Dans un récent article de la New York Review of Books, Sue Halpern rappelle le contexte historique de la bataille contre le droit à l’avortement. Elle souligne que Roe v. Wade n’a pas suscité de polémique au départ, y compris dans le camp républicain. Ronald Reagan, quand il était gouverneur de Californie, avait signé en 1967 une loi très libérale sur ce sujet.
Ce n’est qu’à partir de 1975 que les dirigeants évangélistes qui souhaitaient bénéficier du soutien de la droite républicaine en firent leur principal argument de combat contre le supposé laxisme moral des Démocrates. Il semble qu’ils adoptèrent cette position pour des raisons tactiques. Il était désormais impossible de mobiliser leurs électeurs sur des thèmes racistes, favorables à l’exclusion des afro-américains. Ils remplacèrent ces sujets devenus embarrassants en raison de l’évolution des mentalités et de la loi par la bataille contre le droit à l’avortement qui avait l’avantage de souder de manière définitive au parti républicain le puissant mouvement évangélique du Sud. Dans ces conditions, à partir de 1980, la condamnation de l’arrêt Roe v. Wade devint un élément important des campagnes électorales républicaines et contribua, dès cette époque, à l’élection de Ronald Reagan.

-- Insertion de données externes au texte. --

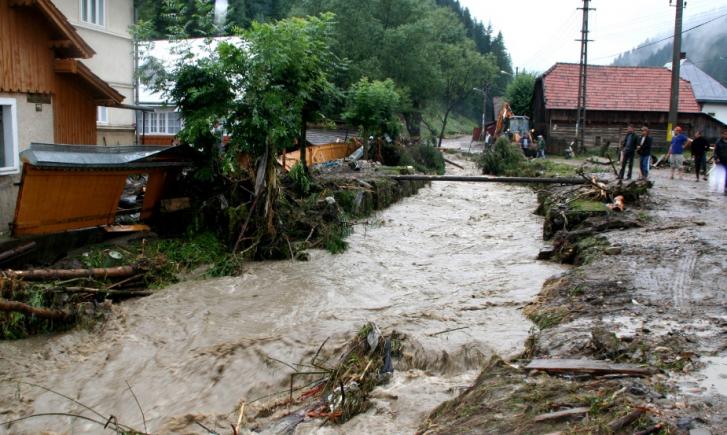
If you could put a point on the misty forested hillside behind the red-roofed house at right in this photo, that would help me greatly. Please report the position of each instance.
(705, 47)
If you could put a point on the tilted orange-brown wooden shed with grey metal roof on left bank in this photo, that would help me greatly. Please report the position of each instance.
(72, 187)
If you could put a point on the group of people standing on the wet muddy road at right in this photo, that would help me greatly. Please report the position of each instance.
(634, 144)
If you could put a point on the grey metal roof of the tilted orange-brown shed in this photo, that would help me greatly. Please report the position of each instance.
(87, 156)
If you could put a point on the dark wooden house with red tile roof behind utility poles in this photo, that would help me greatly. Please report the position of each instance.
(616, 96)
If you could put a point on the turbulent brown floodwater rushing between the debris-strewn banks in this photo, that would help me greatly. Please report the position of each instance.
(454, 256)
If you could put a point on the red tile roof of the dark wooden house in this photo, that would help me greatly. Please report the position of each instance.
(619, 88)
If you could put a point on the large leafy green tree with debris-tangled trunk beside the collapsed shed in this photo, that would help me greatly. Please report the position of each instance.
(252, 96)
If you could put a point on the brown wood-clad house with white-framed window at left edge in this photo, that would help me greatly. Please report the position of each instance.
(46, 94)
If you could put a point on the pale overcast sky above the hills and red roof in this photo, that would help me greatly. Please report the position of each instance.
(540, 33)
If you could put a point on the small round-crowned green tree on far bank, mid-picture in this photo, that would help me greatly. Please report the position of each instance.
(372, 107)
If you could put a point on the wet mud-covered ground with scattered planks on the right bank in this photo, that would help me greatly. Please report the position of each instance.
(654, 295)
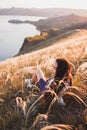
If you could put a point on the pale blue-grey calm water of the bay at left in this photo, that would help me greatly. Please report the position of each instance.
(12, 35)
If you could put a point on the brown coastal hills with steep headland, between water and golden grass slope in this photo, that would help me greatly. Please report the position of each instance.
(58, 30)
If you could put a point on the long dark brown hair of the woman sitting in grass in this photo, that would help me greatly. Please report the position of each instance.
(63, 69)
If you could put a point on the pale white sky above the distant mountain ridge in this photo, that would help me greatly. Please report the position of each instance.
(76, 4)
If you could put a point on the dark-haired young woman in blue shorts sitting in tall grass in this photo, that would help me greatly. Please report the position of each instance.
(61, 71)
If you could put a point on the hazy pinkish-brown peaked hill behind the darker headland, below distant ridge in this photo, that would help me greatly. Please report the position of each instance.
(58, 22)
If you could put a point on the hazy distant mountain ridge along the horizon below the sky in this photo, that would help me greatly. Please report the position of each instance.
(47, 12)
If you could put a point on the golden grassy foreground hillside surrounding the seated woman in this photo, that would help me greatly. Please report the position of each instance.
(14, 71)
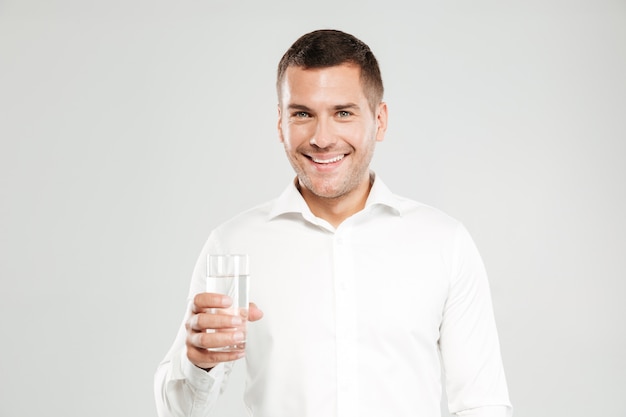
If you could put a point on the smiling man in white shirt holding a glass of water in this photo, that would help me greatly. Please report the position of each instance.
(362, 291)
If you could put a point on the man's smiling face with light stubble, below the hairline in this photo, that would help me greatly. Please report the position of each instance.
(328, 129)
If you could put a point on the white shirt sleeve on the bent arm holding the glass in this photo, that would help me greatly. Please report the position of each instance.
(182, 389)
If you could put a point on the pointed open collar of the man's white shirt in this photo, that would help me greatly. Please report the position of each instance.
(291, 201)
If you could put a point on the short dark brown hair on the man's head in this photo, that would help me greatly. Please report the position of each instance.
(328, 48)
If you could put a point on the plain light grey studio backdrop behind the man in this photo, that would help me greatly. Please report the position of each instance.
(129, 129)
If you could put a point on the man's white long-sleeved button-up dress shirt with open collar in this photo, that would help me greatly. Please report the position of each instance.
(358, 320)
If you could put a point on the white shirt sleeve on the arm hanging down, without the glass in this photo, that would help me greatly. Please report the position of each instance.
(470, 349)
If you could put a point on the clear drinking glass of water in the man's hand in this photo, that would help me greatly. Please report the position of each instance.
(228, 274)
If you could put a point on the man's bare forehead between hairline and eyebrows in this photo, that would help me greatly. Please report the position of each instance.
(341, 82)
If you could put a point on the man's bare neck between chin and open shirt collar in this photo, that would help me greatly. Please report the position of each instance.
(336, 210)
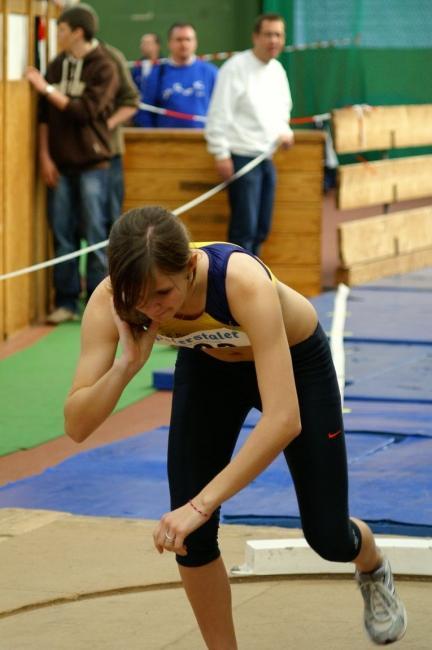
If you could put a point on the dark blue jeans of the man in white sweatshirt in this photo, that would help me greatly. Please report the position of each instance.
(251, 201)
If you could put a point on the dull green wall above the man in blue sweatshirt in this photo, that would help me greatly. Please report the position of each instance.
(222, 25)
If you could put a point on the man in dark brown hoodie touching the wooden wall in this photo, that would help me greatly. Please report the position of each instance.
(77, 98)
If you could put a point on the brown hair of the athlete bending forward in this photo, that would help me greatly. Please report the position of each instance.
(143, 241)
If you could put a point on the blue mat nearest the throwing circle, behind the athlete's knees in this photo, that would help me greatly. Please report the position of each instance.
(128, 479)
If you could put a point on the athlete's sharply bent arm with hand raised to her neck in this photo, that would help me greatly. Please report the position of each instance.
(100, 376)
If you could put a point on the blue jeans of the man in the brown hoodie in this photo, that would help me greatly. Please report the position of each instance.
(78, 205)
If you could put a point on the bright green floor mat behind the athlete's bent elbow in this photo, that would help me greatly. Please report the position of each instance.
(35, 382)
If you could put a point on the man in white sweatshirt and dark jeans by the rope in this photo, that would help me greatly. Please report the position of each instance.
(250, 111)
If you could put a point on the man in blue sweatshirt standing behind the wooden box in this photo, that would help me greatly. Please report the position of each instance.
(183, 83)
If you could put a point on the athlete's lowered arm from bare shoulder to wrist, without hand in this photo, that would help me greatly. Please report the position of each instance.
(256, 307)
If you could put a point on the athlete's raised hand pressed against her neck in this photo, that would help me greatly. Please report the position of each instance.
(136, 347)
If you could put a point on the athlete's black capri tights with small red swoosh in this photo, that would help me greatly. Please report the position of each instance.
(210, 403)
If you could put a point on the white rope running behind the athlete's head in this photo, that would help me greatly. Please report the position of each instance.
(180, 210)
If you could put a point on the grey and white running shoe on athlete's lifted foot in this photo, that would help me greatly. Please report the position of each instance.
(385, 618)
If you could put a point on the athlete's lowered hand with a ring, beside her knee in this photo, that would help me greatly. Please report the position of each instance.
(175, 526)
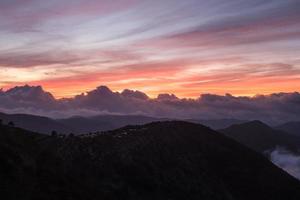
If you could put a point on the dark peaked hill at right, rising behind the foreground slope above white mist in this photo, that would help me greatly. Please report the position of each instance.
(261, 137)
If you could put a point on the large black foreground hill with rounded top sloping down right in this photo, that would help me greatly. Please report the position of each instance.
(161, 160)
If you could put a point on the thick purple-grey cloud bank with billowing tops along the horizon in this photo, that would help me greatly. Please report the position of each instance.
(274, 108)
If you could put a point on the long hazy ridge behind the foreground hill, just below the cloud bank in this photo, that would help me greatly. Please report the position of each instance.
(80, 124)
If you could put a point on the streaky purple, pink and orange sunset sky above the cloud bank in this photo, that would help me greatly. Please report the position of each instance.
(187, 48)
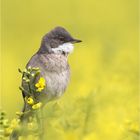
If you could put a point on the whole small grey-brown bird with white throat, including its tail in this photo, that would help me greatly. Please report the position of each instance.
(52, 61)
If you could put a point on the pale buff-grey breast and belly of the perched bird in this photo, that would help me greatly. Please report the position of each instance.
(57, 74)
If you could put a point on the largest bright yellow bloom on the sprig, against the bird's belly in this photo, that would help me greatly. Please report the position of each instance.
(40, 84)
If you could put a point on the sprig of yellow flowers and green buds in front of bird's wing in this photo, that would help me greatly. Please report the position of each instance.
(30, 75)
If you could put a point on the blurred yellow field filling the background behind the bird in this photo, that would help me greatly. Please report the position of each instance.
(104, 66)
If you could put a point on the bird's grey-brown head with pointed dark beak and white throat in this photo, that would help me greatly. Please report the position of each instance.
(58, 41)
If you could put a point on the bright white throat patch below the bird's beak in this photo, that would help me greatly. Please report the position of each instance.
(66, 47)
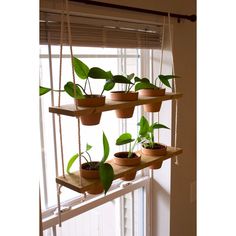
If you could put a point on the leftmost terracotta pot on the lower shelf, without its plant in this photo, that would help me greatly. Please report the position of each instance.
(88, 173)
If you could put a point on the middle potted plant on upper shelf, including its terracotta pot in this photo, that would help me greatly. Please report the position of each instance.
(126, 95)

Cette mobilisation religieuse fut confortée par l’appui de l’Eglise catholique qui, après avoir longtemps affronté l’hostilité des mouvements évangéliques, fit un front commun avec eux sur ce sujet. L’épiscopat multiplia les déclarations contre la légalisation et alla même jusqu’à menacer d’excommunication les parlementaires catholiques qui se prononçaient en faveur du droit à l’avortement. Il convient de rappeler à ce propos que six membres sur membres de la Cour Suprême sont aujourd’hui de confession catholique.